The Laser Scanning Process
DAACS uses a NextEngine 3D Scanner HD to produce 3D image files of the scanned artifact. The scanner is set to image the object in the highest possible detail; currently, 40,000 points/in2. Complete, 360-degree scans are created in seven rotations of the object and result in seven images per artifact.

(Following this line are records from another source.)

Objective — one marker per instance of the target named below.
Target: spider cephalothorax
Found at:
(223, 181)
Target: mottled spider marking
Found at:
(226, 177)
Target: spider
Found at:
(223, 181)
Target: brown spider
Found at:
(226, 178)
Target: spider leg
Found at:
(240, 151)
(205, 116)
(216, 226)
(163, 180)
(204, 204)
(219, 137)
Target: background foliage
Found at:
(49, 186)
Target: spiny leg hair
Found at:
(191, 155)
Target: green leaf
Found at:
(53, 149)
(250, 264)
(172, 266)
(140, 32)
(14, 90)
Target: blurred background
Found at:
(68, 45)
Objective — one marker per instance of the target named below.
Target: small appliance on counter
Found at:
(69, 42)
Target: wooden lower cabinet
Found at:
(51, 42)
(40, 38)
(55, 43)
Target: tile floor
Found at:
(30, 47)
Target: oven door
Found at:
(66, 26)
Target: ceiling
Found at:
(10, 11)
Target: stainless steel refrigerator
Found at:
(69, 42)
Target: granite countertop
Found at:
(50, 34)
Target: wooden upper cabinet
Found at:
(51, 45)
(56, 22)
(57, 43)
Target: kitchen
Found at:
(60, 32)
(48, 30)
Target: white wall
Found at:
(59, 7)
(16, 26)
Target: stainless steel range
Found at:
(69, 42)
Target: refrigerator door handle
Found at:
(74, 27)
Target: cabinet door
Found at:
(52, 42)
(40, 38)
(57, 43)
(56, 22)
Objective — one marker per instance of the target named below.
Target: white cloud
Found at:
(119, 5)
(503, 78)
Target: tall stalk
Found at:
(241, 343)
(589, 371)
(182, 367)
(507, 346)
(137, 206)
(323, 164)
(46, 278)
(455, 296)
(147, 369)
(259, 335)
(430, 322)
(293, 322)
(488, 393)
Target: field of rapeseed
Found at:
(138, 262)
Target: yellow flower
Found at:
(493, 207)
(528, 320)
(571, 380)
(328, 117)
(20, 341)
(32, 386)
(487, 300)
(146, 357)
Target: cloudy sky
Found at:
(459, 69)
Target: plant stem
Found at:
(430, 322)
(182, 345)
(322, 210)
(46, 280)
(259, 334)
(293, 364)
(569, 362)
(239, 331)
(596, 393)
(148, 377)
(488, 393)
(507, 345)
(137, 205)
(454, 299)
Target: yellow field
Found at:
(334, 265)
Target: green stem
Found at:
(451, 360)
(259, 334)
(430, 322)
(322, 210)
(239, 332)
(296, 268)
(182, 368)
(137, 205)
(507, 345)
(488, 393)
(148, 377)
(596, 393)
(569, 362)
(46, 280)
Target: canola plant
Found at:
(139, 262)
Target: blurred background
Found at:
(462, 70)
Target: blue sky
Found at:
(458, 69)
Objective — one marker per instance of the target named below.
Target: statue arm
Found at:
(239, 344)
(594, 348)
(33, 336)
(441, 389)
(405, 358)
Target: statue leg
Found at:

High Definition scans of a single sherd take between 20 and 30 minutes to complete. Once image files are produced, they are processed using ScanStudio HD software. Seven .jpg files are created that contain the color overlay for the object. Processing includes “fusing” the seven images to create a seamless, 3D object, as well as correcting any gaps in the scans. The single fused scan contains millions of data points for that artifact and is saved as .scn and .obj files. A single 3D image can take anywhere from 2-4 hours to complete.
Finding and Viewing the 3D Scans
DAACS gives website users access to both the .obj file and the .jpg files for each artifact scanned by DAACS staff, although users currently do not have the ability to view the 3D scans through the website. Inexpensive ways to view the images online, such as using Adobe Reader or through a Google Earth Plug-In, do not provide good-quality online images. Instead, we recommend viewing the 3D images through a free downloadable application, GLC Player. Click here to download GLC Player to your machine.
3D scans are most easily found using Image Query 2. Select the sites and “3D Artifact Image”. The query will return all 3D images available for artifacts from the selected sites. The data returned contain links to Zip files that contain the .obj and .jpg files for each 3D artifact image. To view and manipulate the 3D images, download the Zip file to your machine. With GLC Player installed on your machine, double-click on the .obj file contained in the downloaded Zip folder. GLC Player will open the .obj and reference .jpg files, allowing the user to view and manipulate the 3D image. In the future, DAACS hopes to make 3D images viewable through the DAACS website.